But there’s plenty of talent that will be on display. The Canadians, led by Shai Gilgeous-Alexander and possibly Jamal Murray, have the deepest team they have ever fielded. Luka Doncic will be playing for Slovenia, the Australians have a preliminary roster featuring a record 10 NBA players — along with a hunger to finally claim an elusive international gold medal — while longtime mainstays Spain and France will remain as stiff competition.
There’s also Team USA’s history in this event. Unlike the Olympics, which Team USA has won each time except once since 1992 — it finished with a bronze in 2004 — the U.S. has won just two of the past six World Cups.
And, in 2019, the U.S. team finished a disappointing seventh, with a roster featuring a similar collection of talent to this year’s group, including Kemba Walker, Khris Middleton, Tatum and Donovan Mitchell.

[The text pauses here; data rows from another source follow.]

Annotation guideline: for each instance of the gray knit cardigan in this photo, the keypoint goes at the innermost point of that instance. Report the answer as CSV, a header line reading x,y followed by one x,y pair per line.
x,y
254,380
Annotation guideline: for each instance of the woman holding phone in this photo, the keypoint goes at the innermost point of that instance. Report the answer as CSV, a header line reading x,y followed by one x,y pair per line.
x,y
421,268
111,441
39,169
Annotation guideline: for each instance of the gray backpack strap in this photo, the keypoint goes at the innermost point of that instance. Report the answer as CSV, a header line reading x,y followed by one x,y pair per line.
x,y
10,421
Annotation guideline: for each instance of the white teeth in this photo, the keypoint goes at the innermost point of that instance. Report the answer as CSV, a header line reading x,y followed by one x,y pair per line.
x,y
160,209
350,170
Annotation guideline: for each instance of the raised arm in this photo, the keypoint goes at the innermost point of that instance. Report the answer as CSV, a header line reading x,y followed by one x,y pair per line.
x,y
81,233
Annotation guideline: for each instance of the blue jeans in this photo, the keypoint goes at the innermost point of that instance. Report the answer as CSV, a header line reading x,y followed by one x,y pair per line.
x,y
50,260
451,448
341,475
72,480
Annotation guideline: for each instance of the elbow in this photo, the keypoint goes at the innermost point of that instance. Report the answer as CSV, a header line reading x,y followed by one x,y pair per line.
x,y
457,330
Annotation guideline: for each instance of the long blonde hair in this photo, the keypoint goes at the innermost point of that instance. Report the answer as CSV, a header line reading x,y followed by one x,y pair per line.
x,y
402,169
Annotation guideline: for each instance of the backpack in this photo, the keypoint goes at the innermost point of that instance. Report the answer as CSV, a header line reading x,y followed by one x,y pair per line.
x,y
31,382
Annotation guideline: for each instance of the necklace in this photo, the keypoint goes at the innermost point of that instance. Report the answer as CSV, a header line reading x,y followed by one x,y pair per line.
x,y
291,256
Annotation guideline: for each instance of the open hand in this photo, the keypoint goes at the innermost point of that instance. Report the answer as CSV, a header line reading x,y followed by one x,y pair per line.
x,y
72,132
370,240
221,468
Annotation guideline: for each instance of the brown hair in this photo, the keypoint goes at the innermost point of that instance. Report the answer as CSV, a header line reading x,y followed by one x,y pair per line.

The FIBA version of the sport, with its own set of rules and rosters made up of battle-hardened veterans who have in many cases played for a decade or more together, requires unique challenges than what is needed to get through an NBA season — which has made it a proving ground for emerging young talent.
“We’re really emphasizing that it’s a different game than our game,” Hill said. “It’s played different, the rules are different, it’s officiated different. So we are really reinforcing that and educating, teaching and just making it so it can become instinctive for them when, when the games really count.”
To win the World Cup will require a deft coaching effort from Steve Kerr, who takes over the helm of Team USA from Gregg Popovich, as well as inspired play from this group.
For the last part to happen, someone will need to step up as the team’s go-to player. And Edwards, as a big, physical wing player who can impact the game at both ends, should be more than able to hold his own in the rough-and-tumble FIBA version.
“Well, it could be,” Colangelo said, when asked if he saw a similarity between Durant 13 years ago and Edwards now. “Having the capacity is one thing. Taking advantage of the opportunity is something else.
“Only time will tell. Yes, he’s got the platform, and he has the opportunity, but he has to get it done.”
No one appreciates the need to follow through on potential more than Edwards, who turns 22 on Saturday. At a news conference to celebrate his contract extension, with his family looking on from the crowd, Edwards was asked if getting to this point in his career left him feeling like it was a full-circle moment.
His response was immediate.
“No, not mission accomplished,” he said. “They love to see me win. When I was little, playing football growing up, I always won the championship in little league football or basketball. They want to see me win.
“When I win, when I get a ring or a gold medal with USA, then I think they’ll be super excited.”